Directive 2014/59/EU establishing a framework for the recovery and resolution of credit institutions and investment firms (Bank Recovery and Resolution Directive, BRRD) provides for a common EU resolution regime that allows resolution authorities to deal with failing credit institutions as well as ensuring cooperation between home country resolution authorities (home authority) and host authorities. In order to avoid credit institutions structuring their liabilities in a way that interferes with the effectiveness of the bail-in tool or other resolution tools, and to avoid the risk of financial stability collapsing or abrupt withdrawals from the credit institution, the Law on Resolution of Credit Institutions (as well as the BRRD) requires credit institutions to consistently meet an adequate level of minimum requirement for own funds and eligible liabilities (MRELs).
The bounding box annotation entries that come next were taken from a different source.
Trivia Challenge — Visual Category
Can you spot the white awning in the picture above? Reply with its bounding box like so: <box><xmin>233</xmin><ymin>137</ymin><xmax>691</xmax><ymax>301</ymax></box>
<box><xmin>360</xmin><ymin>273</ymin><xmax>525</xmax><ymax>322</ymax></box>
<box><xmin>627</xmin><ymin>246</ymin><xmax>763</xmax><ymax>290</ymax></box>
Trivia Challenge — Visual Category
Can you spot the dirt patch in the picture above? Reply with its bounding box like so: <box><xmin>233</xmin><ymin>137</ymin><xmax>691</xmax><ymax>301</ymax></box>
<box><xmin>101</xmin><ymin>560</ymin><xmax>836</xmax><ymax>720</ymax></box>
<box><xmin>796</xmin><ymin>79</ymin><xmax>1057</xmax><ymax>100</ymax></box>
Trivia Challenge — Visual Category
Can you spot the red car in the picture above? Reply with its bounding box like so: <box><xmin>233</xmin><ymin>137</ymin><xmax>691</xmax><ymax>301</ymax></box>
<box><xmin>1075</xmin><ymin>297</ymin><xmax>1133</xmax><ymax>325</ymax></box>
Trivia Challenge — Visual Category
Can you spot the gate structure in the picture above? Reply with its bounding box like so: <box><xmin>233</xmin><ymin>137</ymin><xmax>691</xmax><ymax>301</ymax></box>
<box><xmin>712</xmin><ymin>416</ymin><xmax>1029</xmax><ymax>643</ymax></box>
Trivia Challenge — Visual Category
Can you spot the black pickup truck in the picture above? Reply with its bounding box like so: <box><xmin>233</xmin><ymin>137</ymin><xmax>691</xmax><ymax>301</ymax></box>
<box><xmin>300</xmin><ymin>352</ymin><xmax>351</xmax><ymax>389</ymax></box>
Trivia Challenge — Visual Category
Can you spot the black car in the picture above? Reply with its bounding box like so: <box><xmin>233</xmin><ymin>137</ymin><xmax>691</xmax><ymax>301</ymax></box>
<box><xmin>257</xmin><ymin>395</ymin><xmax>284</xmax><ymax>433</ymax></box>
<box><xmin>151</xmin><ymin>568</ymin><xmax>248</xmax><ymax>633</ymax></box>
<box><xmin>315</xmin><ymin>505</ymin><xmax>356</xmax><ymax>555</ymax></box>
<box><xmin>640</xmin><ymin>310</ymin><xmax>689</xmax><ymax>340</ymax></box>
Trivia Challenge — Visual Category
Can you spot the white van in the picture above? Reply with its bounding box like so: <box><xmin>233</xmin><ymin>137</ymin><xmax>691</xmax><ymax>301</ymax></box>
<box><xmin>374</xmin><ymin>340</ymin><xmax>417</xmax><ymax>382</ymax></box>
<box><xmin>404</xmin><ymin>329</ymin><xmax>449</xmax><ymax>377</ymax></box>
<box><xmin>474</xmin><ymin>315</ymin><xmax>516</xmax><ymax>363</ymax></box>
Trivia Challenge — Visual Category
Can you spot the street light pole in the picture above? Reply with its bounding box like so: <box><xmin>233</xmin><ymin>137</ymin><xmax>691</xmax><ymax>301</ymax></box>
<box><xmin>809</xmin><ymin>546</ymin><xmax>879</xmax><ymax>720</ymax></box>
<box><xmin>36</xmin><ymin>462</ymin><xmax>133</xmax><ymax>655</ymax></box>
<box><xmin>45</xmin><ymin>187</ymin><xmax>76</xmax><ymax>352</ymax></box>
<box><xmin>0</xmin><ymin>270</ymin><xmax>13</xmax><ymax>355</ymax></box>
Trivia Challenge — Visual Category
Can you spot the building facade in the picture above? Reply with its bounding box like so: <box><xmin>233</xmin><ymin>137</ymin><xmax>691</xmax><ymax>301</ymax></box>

This requirement is determined by the Central Bank on an individual basis based on the criteria set out in the Law on Resolution of Credit Institutions as well as on the enabling regulations.
Determining MREL levels based on minimum criteria also requires the Central Bank to assess issues that are taken into account either in determining prudential regulatory requirements or in decisions of supervisory function related to individual cases, such as the degree of losses that credit institutions or groups should be able to cover or risk profile, business model and systemic importance.
The Central Bank estimates the amount of MREL needed to cover losses and, where necessary, recapitalise the credit institution after resolution, which should be linked to capital requirements on a going concern basis, as the credit institution should be able to have the capital it needs to operate in accordance with applicable regulations.